Wednesday, January 9, 2019

January 6 - Disney-MGM Studios

Image copyright Disney
On this day, in 2008, the third Walt Disney World theme park, the Disney-MGM Studios, ceased to exist. Which sounds more dramatic than it really is. The theme park didn’t actually go anywhere, of course, it just suffered a name change to Disney's Hollywood Studios. But that is enough of an excuse to talk about a place that has become near and dear to my heart. The park opened on May 1, 1989 as a theme park, yes, but with a fully operational production studio layered on top. The concept for the park had actually started on a much smaller scale. In the mid-Eighties, Legendary Imagineer Marty Sklar had teamed up with Randy Bright with the task of creating two new pavilions for Future World in Epcot. The two lead a team that came up with plans for a health based pavilion called Wonders of Life and an entertainment pavilion known as the Great Movie Ride. When Michael Eisner became the head of the company, he looked at the Great Movie Ride and thought it might be better to make it the anchor for a third theme park. To that end, Disney signed a licensing agreement with Metro-Goldwyn-Mayer and the Disney-MGM Studios was born, at least on paper.

Image copyright Disney
As plans for the new park grew, it was decided that included would be television and film production facilities, a functional backlot area and an auxiliary animation department to the California studio. The animation studio was the first thing to open and it promptly caused problems. MGM filed a lawsuit claiming they only agreed to a theme park and didn’t know anything about new film productions at the site. The fact that MGM wanted to open (and eventually did open) their own theme park at their hotel in Las Vegas, may have had something to do with it. Disney would file a countersuit over that theme park. In 1992 a federal judge decided that there was enough money to go around that both parks could exist. Only one still operates today, however, making the whole thing an overly expensive, not to mention pointless, spat.

Image copyright Disney
Plans for the new park were further complicated when Universal Studios announced that they were going to build a theme park in Orlando that would be similar to the one that already existed in Southern California. Construction had begun on Disney-MGM in 1987 but was accelerated in order to beat Universal’s opening by as much as possible (Universal’s actual opening was so plagued by problems it might not have mattered, but that’s a discussion for another time).

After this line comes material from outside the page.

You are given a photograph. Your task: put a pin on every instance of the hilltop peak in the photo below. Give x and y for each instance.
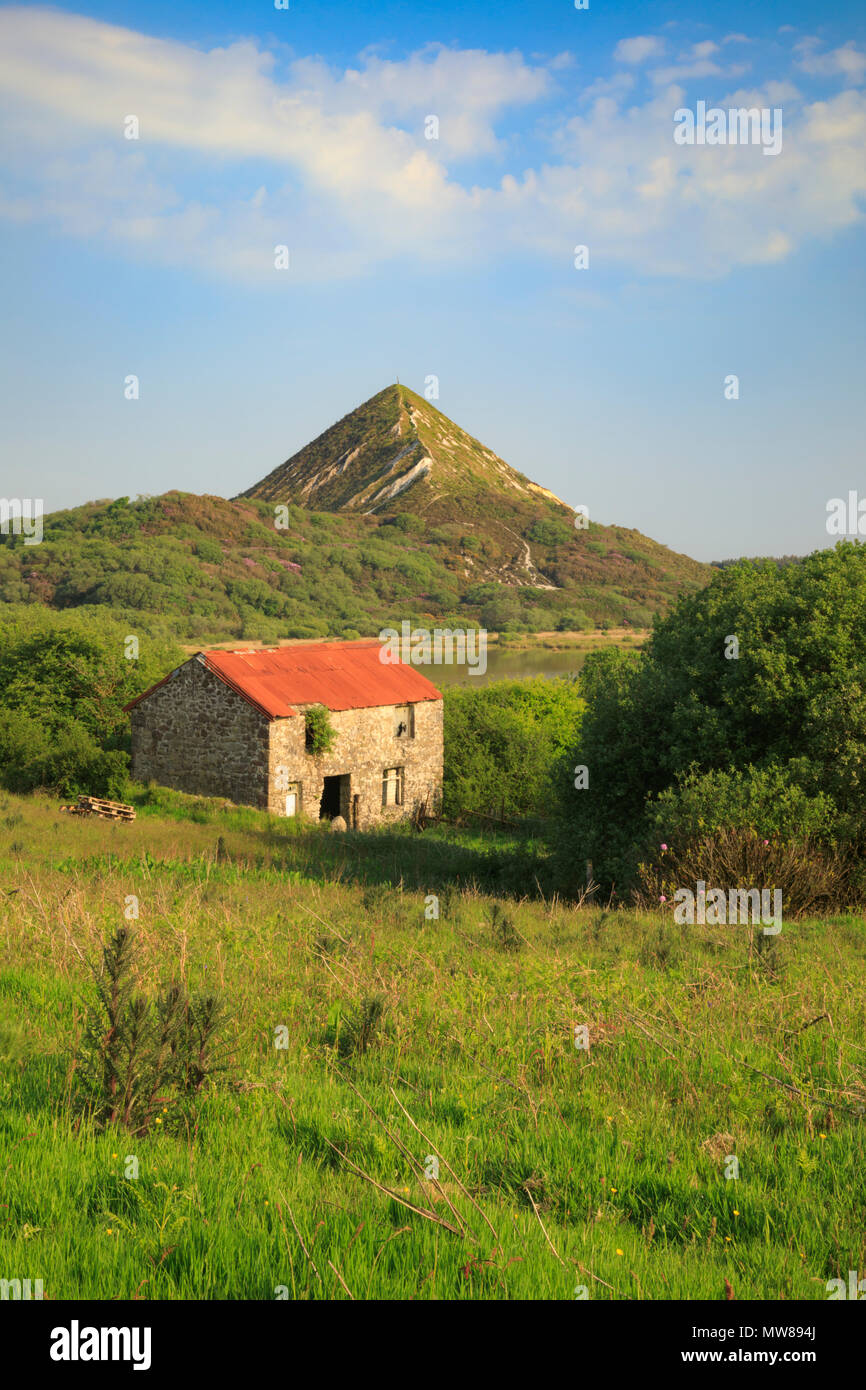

When Disney’s version of studio opened in 1989, it only had two attractions to offer guests. One was the Great Movie Ride (from the original Epcot brainstorms) and the other was the Studio Backlot Tour, which was part tram ride (through Catastrophe Canyon) and part walking tour. The Little Theme Park That Could proved to be popular, though, and it began to change in subtle ways almost immediately. Part of the backlot, New York Street, was taken off the tram tour and opened to relieve pedestrian traffic as the Streets of America. Bit by bit, pieces of the backlot tour were made into their own attractions, mainly to help with traffic control, including the theater in the Animation Courtyard area that made me love the Studios (more about that in my next post).

Image copyright Disney
The park also began expanding almost from the beginning. Star Tours debuted before the end of that first year. In 1991, the Grand Avenue area opened featuring one of my favorite attractions, Muppet*Vision 3D. The next big expansion opened in 1994 when Sunset Boulevard appeared on the map and dead ended at the Twilight Zone Tower of Terror. Since then all sorts of changes have happened. Actual productions stopped happening (too late to matter to MGM). The animation studio packed its bags and moved to California. The backlot tour systematically phased itself out until it was closed and the entire area was demolished to make way for an expanded Star Wars area. A Pixar street was added with the ever popular Toy Story Midway Mania ride and then even more Pixar was added as Toy Story got it's own land. And then, seventeen months ago, the Great Movie Ride itself closed its doors to make way for a new Mickey Mouse based experience.

Image copyright Disney
When the Great Movie Ride closed, the argument could be made that the Disney-MGM Studios actually did cease to exist at that point, not with the name change nine years earlier. The park has changed and evolved so much since opening day that hardly any of the original park is left. It is poised to change even more later this year with the opening of Star Wars Land (yes, I'm aware it's called Galaxy's Edge, not Star Wars Land, I'm marginal on that name) but that's okay. Change is something Walt expected his theme parks to do and I think Disney's Hollywood Studios has done the best job of embracing that change of any of them. It's gone from being a place where movies are made to being the place that brings movies to life. Will it get another name change as it moves into the future? Bob Iger once hinted as such, some really terrible names were focus grouped and then denials were made about Bob's hint, so I honestly don't know (although I'm still pulling for The Pixstar Ranch). What I do know is that the Disney-MGM Studios... I mean Disney's Hollywood Studios (some habits really do die hard) becomes more relevant and more exciting with every change.